The Canadian dollar continues to fall, thanks to recent weakness in oil prices, a rising US dollar and weak Canadian economic data. Last Friday, economic growth figures missed expectations, with month-over-month growth for July coming in at 0%, vs. expectations of 0.1%. Looking at crude oil, prices fell sharply yesterday although WTI remains above $50 for now. Previously in September, the loonie fell following comments from Bank of Canada Governor Poloz suggesting that future interest rate hikes are less certain in the future.
USD/CAD was able to climb above 1.25 yesterday, and is currently trading above 1.2520. The Canadian dollar remains flat against the euro, as both currencies weaken at the same pace. EUR/CAD is currently trading near 1.4680. Finally, the currency is also flat against the pound, with GBP/CAD above 1.660.

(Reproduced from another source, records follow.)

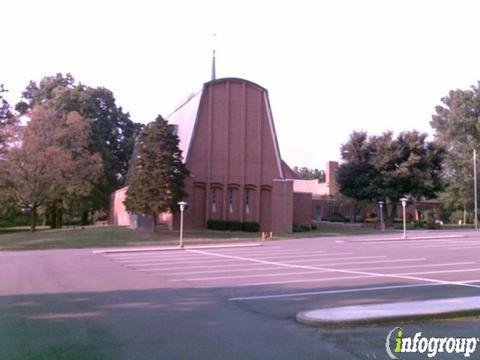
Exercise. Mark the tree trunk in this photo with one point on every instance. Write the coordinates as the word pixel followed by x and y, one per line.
pixel 60 217
pixel 84 217
pixel 154 221
pixel 33 218
pixel 391 210
pixel 53 215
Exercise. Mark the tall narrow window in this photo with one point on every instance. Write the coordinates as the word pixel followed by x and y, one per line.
pixel 214 207
pixel 247 202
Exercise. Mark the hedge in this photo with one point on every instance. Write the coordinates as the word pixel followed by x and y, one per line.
pixel 223 225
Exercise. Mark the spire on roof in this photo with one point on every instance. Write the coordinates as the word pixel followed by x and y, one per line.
pixel 214 75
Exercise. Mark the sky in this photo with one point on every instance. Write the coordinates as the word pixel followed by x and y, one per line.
pixel 331 67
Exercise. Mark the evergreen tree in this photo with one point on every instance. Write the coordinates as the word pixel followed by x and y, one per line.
pixel 387 168
pixel 113 132
pixel 7 120
pixel 457 127
pixel 53 162
pixel 158 173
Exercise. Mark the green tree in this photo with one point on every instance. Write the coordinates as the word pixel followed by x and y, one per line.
pixel 387 168
pixel 457 127
pixel 54 162
pixel 158 174
pixel 113 132
pixel 305 173
pixel 8 120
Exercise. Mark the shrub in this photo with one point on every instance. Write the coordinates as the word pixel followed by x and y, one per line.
pixel 300 228
pixel 234 225
pixel 420 224
pixel 336 217
pixel 217 225
pixel 223 225
pixel 371 220
pixel 251 226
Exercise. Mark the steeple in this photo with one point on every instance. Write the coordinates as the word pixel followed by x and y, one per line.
pixel 214 76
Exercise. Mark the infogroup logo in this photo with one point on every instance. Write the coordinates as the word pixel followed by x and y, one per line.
pixel 397 343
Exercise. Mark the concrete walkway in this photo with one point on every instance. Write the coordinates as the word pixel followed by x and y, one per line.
pixel 363 314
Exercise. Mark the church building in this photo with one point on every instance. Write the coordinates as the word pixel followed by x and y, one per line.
pixel 229 144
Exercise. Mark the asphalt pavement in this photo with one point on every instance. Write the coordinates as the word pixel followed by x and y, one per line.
pixel 229 303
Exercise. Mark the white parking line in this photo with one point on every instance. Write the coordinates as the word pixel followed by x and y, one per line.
pixel 415 266
pixel 181 273
pixel 329 292
pixel 230 270
pixel 464 247
pixel 299 281
pixel 329 263
pixel 209 261
pixel 206 264
pixel 231 265
pixel 351 272
pixel 205 260
pixel 343 291
pixel 439 272
pixel 249 276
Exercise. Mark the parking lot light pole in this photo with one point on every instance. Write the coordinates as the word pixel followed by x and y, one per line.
pixel 475 188
pixel 404 205
pixel 382 226
pixel 182 205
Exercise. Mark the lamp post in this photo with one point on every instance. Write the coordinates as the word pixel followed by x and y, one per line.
pixel 475 187
pixel 182 205
pixel 382 226
pixel 404 205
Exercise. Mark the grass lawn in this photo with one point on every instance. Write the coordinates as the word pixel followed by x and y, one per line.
pixel 19 238
pixel 108 236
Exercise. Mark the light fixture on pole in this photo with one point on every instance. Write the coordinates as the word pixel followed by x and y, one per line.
pixel 404 205
pixel 382 225
pixel 475 188
pixel 182 205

This week's economic data includes manufacturing PMI data (released yesterday), merchandise trade balances on Thursday and unemployment data on Friday. Manufacturing PMIs released yesterday were stronger than the previous release (55 vs. 54.6 prior). Unemployment data will be watched closely as the market debates the odds of future interest rate hikes by the Bank of Canada.
The loonie has weakened every week in the last three weeks of September. While the currency initially sold off without much of a catalyst, the bout has accelerated in recent weeks thanks to lower interest rate hike expectations following comments from the Bank of Canada. Thus we are downgrading the currency to bearish. While the loonie was in overbought conditions earlier in the month (as per our previous warning), the currency has since re-entered normal trading conditions. This is based on various technical indicators on a weekly chart of the Canadian dollar currency index.